Thursday, June 26, 2014

From death to life--how true Christianity brings liberty.

"I'm plotting my escape from you."--Debbie's words 14 years ago.

"I love you with all of my heart.  You're my best friend."--Debbie's words now.

Thanks be to God--correct theology when combined with the actions of God can liberate you from sin.

In 1998, I began attending Paul Zahl's Bible Study at the Cathedral Church of the Advent in Birmingham.  I didn't understand anything he was saying, but it was intellectually challenging so I continued going.  It wasn't just Zahl's teaching that saved me, it was God's "awful" work in my life.  About 2001, God attacked my family, my job, and my health.  I finally understood that, no matter how hard I tried, I couldn't control my wife, my work, and certainly not my health.  Zahl's teachings finally made sense.  Finally, God was able to extricate my life from my clutching hands.  Finally, I was able to say "over to God."

Three of the hallmarks of Zahl's teaching (which are three hallmarks of Christianity) were directly contrary to what I had been taught in a Southern Baptist church (and contrary to what is taught in most churches):

Free Will? Not.

Strength in Weakness.

Grace, not Law.

Baptists are big on teaching "free will."  You tell your congregants that they have "free will" and can make correct choices.  This is because the preacher is trying to get his congregation to live right, to look right for the rest of the world.  THIS IS HERETICAL.

We now belong to a Presbyterian church which is theologically sound and life-giving (and there are a couple of others in B'ham, but not many).  But most Presbyterian churches get it wrong as well.  They teach that you are saved by God's grace, but sanctification is something we need to work at.  THIS IS HERETICAL.

We are all bound to deep-down libidinal urges--anger and lust for Ellis.  For Debbie, it was garnering the approval of others by serving them and never saying no to helping someone--even when helping them was not in the other person's best interest.

One of Martin Luther's most important books is entitled "The Bondage of the Will."  It describes how we are dead in our trespasses and powerless to change without the intervention of God.  And it's not that we just need a little help from God, God must go the whole way--it all lies with him.

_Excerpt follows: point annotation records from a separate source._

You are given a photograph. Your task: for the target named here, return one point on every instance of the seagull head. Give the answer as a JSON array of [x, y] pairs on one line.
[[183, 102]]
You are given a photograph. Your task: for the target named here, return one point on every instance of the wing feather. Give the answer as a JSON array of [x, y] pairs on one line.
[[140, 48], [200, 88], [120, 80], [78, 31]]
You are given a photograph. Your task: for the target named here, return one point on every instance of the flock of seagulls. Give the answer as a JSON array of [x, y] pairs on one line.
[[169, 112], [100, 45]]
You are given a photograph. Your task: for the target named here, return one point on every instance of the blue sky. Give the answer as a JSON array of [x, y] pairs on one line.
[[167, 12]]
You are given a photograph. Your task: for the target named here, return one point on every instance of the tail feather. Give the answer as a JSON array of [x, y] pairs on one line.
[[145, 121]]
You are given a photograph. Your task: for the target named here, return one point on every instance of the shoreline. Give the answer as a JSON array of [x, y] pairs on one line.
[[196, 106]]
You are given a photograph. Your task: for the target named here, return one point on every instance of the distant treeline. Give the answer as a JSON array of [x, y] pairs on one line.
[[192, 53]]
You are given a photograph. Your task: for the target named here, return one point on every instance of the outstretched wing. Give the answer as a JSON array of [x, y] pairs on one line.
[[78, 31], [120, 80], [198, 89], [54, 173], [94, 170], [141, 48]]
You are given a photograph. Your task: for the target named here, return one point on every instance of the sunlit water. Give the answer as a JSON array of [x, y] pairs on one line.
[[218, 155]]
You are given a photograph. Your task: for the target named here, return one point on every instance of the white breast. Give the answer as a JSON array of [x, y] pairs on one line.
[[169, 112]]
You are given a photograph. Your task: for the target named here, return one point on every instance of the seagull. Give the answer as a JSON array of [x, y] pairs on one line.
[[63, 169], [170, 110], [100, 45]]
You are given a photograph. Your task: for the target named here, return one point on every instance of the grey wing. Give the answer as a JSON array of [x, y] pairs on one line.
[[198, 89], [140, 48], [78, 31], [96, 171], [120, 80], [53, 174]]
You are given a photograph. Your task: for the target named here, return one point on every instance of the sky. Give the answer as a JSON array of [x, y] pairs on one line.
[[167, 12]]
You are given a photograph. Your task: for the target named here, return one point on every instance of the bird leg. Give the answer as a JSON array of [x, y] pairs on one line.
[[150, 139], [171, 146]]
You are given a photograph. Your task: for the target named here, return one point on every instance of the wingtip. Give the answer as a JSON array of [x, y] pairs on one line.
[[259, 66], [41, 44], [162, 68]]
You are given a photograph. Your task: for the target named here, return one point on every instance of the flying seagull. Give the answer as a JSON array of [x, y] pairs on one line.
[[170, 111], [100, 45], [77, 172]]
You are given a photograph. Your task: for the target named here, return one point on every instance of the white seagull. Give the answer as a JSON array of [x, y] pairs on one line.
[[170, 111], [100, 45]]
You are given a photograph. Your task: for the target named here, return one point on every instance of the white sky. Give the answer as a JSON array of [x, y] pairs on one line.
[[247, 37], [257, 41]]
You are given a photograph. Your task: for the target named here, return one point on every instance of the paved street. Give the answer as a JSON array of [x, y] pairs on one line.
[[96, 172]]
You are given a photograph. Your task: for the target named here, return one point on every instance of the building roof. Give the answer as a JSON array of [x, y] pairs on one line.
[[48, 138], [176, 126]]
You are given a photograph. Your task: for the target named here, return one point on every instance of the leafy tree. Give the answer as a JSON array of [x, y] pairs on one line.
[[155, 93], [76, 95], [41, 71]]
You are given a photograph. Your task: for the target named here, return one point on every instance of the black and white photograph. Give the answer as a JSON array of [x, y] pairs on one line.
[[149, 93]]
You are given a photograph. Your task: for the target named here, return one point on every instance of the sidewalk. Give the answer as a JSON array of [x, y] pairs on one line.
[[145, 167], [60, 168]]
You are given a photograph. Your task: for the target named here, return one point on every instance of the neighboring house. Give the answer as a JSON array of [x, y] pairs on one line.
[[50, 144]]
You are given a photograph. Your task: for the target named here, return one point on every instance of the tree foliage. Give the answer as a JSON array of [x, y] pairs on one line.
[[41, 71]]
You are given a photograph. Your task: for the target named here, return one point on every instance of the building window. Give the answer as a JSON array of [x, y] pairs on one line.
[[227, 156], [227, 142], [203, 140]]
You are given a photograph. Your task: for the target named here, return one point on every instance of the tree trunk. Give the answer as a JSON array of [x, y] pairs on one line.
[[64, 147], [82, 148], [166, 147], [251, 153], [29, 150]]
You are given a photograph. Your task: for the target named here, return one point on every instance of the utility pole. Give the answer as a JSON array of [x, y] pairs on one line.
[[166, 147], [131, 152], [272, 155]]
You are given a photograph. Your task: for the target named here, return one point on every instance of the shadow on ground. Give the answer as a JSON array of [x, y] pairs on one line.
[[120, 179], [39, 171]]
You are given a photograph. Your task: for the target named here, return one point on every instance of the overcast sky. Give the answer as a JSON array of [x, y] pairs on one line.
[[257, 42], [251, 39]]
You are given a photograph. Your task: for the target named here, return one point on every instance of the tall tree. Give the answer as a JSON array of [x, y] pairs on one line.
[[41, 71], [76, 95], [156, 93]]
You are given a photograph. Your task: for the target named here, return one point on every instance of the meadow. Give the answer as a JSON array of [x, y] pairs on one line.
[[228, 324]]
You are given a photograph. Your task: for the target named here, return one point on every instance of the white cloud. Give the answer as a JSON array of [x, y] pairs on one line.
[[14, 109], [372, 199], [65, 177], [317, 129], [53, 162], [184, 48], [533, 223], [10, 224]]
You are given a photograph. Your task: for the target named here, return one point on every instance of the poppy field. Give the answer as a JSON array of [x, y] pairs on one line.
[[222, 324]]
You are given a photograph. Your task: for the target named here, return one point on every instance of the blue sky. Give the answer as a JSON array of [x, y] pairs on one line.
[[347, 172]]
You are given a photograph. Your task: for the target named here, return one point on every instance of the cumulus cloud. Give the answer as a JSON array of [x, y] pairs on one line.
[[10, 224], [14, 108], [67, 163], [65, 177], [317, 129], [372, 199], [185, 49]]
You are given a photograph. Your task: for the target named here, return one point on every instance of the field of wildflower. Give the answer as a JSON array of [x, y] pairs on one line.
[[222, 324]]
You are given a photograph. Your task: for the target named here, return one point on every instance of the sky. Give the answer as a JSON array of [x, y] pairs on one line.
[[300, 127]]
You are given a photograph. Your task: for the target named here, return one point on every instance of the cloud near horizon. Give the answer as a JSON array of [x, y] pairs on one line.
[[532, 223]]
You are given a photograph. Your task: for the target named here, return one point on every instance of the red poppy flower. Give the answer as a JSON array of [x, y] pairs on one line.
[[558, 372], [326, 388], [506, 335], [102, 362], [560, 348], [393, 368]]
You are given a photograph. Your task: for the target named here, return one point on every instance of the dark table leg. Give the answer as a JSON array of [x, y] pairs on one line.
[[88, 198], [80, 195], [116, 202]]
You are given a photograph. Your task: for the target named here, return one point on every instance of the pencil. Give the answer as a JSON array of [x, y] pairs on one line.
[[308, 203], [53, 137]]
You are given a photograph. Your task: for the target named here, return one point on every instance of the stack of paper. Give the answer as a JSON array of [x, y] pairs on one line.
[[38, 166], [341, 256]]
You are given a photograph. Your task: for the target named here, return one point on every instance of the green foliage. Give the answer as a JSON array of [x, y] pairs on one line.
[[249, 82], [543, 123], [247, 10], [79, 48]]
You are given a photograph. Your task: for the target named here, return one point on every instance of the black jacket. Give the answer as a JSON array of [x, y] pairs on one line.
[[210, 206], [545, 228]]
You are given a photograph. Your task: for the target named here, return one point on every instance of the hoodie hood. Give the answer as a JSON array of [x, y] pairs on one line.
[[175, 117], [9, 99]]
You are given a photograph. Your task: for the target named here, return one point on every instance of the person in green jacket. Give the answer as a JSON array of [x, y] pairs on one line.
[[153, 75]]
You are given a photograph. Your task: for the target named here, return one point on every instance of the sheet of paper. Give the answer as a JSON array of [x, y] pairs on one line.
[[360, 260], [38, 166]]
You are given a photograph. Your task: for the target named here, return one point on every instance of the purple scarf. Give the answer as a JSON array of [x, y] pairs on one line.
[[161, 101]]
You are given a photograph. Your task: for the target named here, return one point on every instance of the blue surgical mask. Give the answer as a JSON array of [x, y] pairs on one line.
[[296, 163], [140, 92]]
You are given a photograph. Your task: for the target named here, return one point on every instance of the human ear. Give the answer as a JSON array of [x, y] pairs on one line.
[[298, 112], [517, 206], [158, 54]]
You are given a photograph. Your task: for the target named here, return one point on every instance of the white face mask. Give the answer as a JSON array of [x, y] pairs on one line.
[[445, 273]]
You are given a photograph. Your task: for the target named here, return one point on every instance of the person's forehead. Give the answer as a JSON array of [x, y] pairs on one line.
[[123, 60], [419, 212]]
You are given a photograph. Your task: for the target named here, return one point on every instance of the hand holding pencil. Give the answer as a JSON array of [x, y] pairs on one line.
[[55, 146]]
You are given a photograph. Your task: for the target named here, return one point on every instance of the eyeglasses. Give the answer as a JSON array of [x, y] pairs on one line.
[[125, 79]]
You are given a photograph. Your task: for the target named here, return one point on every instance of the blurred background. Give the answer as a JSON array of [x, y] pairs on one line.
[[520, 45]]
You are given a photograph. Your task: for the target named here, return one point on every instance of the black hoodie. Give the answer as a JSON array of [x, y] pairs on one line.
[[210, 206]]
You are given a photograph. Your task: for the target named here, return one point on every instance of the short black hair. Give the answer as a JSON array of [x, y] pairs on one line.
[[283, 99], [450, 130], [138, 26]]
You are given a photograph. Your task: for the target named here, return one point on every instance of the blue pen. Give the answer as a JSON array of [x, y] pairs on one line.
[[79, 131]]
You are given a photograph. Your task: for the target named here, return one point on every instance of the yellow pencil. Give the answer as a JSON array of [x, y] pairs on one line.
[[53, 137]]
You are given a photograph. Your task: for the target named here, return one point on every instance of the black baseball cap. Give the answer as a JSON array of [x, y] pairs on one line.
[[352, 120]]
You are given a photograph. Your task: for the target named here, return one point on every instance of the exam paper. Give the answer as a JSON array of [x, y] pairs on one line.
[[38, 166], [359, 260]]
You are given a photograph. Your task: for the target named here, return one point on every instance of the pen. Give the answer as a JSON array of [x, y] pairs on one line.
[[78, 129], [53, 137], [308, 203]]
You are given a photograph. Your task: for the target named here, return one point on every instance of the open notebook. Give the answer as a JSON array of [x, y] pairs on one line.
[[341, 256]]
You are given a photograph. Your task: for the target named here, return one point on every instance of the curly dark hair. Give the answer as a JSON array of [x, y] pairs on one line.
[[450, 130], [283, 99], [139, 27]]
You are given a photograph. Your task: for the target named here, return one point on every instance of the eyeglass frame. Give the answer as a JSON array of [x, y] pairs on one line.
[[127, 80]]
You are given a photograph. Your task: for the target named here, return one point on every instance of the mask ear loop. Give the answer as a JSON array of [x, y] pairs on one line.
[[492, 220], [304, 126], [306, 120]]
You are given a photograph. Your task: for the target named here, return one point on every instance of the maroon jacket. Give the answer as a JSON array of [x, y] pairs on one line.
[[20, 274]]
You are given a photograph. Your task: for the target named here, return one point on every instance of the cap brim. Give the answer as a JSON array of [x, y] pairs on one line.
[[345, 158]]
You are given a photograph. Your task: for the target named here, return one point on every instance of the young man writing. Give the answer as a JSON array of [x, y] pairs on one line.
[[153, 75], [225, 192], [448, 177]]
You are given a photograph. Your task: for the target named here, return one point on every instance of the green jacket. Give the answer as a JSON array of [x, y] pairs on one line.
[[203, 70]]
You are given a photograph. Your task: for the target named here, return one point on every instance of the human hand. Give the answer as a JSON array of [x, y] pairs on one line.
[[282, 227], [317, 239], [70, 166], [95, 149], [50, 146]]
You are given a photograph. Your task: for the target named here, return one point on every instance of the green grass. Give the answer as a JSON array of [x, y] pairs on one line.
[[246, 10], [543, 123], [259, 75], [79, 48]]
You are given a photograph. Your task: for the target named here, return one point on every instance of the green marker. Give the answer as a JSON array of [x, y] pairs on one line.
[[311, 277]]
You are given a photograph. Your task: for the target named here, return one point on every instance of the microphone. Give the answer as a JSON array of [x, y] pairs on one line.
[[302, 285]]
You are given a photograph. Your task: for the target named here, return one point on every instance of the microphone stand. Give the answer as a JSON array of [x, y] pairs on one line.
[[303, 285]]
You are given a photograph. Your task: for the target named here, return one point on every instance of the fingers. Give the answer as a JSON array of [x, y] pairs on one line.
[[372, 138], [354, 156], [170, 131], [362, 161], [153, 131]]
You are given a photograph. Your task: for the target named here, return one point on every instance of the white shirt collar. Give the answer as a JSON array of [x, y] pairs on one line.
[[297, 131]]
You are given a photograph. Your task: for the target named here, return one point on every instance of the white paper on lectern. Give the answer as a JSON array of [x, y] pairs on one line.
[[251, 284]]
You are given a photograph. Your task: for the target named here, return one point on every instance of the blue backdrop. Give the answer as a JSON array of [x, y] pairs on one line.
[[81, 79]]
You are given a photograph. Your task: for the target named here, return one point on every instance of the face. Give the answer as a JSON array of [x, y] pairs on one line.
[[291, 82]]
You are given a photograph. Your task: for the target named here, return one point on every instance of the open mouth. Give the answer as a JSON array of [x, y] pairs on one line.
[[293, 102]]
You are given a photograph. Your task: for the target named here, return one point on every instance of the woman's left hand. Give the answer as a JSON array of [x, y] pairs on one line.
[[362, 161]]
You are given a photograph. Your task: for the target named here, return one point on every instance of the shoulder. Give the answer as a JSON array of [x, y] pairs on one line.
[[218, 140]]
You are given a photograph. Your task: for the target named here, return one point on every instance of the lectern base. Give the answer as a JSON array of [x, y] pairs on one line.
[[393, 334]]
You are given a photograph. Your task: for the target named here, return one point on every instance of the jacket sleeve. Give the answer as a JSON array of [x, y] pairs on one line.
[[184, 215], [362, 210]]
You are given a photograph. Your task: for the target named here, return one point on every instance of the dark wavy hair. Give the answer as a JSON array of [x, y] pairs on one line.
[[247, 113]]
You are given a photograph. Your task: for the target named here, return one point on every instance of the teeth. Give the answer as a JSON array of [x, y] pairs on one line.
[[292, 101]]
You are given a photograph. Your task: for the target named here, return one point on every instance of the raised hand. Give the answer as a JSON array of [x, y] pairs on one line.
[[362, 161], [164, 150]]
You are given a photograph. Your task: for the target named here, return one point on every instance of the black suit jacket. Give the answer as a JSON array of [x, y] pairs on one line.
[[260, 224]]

I read "The Bondage of the Will" and thought it was theologically profound.  Debbie went much further.  She read "The Bondage of the Will" and said:  "Now I can love _____"--a particularly difficult person in her life.  After reading the book, Debbie could love this person and give them grace, because that person's will was bound.  As Debbie has done this over the years, that person has blossomed.  When true grace, not just servile obedience is directed towards someone, God's work can be done.

The idea that God's strength is revealed in our weakness is antithetical to our desire to be our own savior.  It is also antithetical to the teaching in most churches that we can be good people.  If I can be a good person in my own strength, then I don't need God (or maybe I just need him as a co-pilot).  If I can be a good person on my own, then I have to compare myself to others to confirm that I'm good.  In people like me, this leads to self-righteousness, which is death.  For people like Debbie, it causes her to find that she is always lacking when she compares herself to others.  God doesn't want us to be self-righteous or despondent.

Jesus didn't say "compare yourself to others."  Instead, Jesus said "be perfect."  And when you're being perfect, you better be doing it for the right reason, with a pure heart!  This means that it is impossible to live a Christian life!  Our only hope is grace.  We find this when we get in touch with our weakness, not our strength.

And it's grace all the way.  Not just grace for salvation, but grace for sanctification as well.  This is why many Christians withdraw from church.  Most churches teach that we can make ourselves better.  But this just reignites our comparing ourselves to others.  It diverts us from Jesus' teaching--"be perfect"--to trying to do what the pastor says: 1)tithe, 2)go on short term mission trips, 3)be truthful, 4)live a righteous life so that others will be drawn to Jesus.  This was death for me.

In stark contrast, grace was life.  Debbie went from "plotting her escape" from me to "planning on growing old together."  I can't ever thank Zahl enough for his seemingly boundless energy and courage for proclaiming the Gospel.  Every now and then, a prophet comes along--Zahl was one, and Tullian appears to be one.  But, it's not about Zahl or Tullian, it's about the grace of God as manifested in their lives and proclaimed by them.  It's about the God/man who desired to have a direct (non-mediated) relationship with his children.  So, He came and lived among us, died for us, and rose that we might live.